How To Achieve Improved Results With The Chopart Amputation

By Gordon Zernich, CP, Tomas Dowell, CPO/LPO, Gary M. Rothenberg, DPM, FACFAS, and Michael M. Cohen, DPM, FACFAS

Keys To Addressing Post-Op Complications

The difficulties with the longevity of a fully successful, rather than acceptable, outcome of the surgical procedure itself include the progressive development of equinovarus. We have seen that development despite the lengthening of the Achilles and routing the anterior tibial tendon through the talar neck. In an effort to counterbalance the varus pull of the transferred anterior tibial tendon, the podiatry department of the Miami Veterans Affairs Medical Center (VAMC) instructs its providers to transfer the peroneal tendons to the lateral wall of the calcaneus instead of just “letting them fly.”    When the patient presents at the amputee clinic, the talus and calcaneus remain after the Chopart amputation. The talus receives lateral and medial support from the fibula and tibia bones of the lower leg respectively, and allows dorsiflexion and plantarflexion movement as an ideal outcome.

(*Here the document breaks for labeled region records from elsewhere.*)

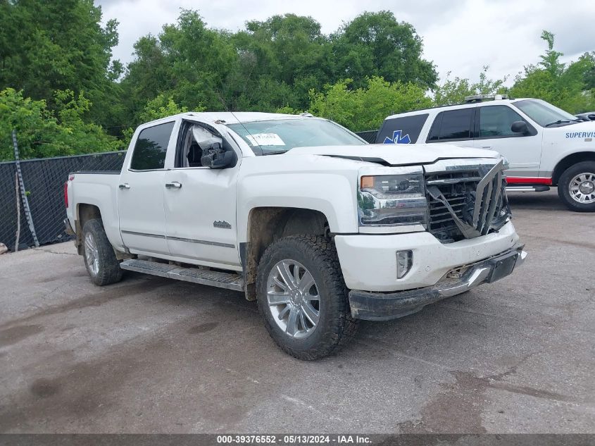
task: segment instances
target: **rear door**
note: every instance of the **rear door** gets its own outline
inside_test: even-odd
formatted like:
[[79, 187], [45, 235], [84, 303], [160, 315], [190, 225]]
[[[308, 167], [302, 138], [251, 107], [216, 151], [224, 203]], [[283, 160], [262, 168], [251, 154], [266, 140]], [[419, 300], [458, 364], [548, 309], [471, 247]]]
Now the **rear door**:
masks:
[[[201, 155], [213, 142], [235, 152], [233, 166], [213, 169], [201, 165]], [[165, 173], [162, 183], [172, 256], [188, 263], [241, 271], [236, 226], [241, 159], [241, 151], [227, 140], [223, 125], [182, 122], [173, 168]]]
[[120, 232], [131, 252], [168, 254], [163, 210], [165, 161], [175, 121], [140, 131], [118, 190]]
[[[477, 109], [475, 147], [495, 150], [508, 160], [509, 177], [537, 178], [539, 174], [542, 135], [511, 107], [503, 104], [481, 105]], [[515, 133], [511, 126], [524, 121], [527, 132]]]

The subtalar joint joins the talus with the calcaneus permitting, ideally, medial and lateral movement of the lower leg over the heel and inversion and eversion moments of the residual foot. In short, the remaining hindfoot affords the amputee multiaxial movement and moments when it is fitted and aligned with a prosthetic, orthotic or hybrid “prosthosis” best suited to the need. That multiaxial movement is what separates the more sophisticated and costly prosthetic feet from those that are more suitable for lower activity level, below or above the knee amputees.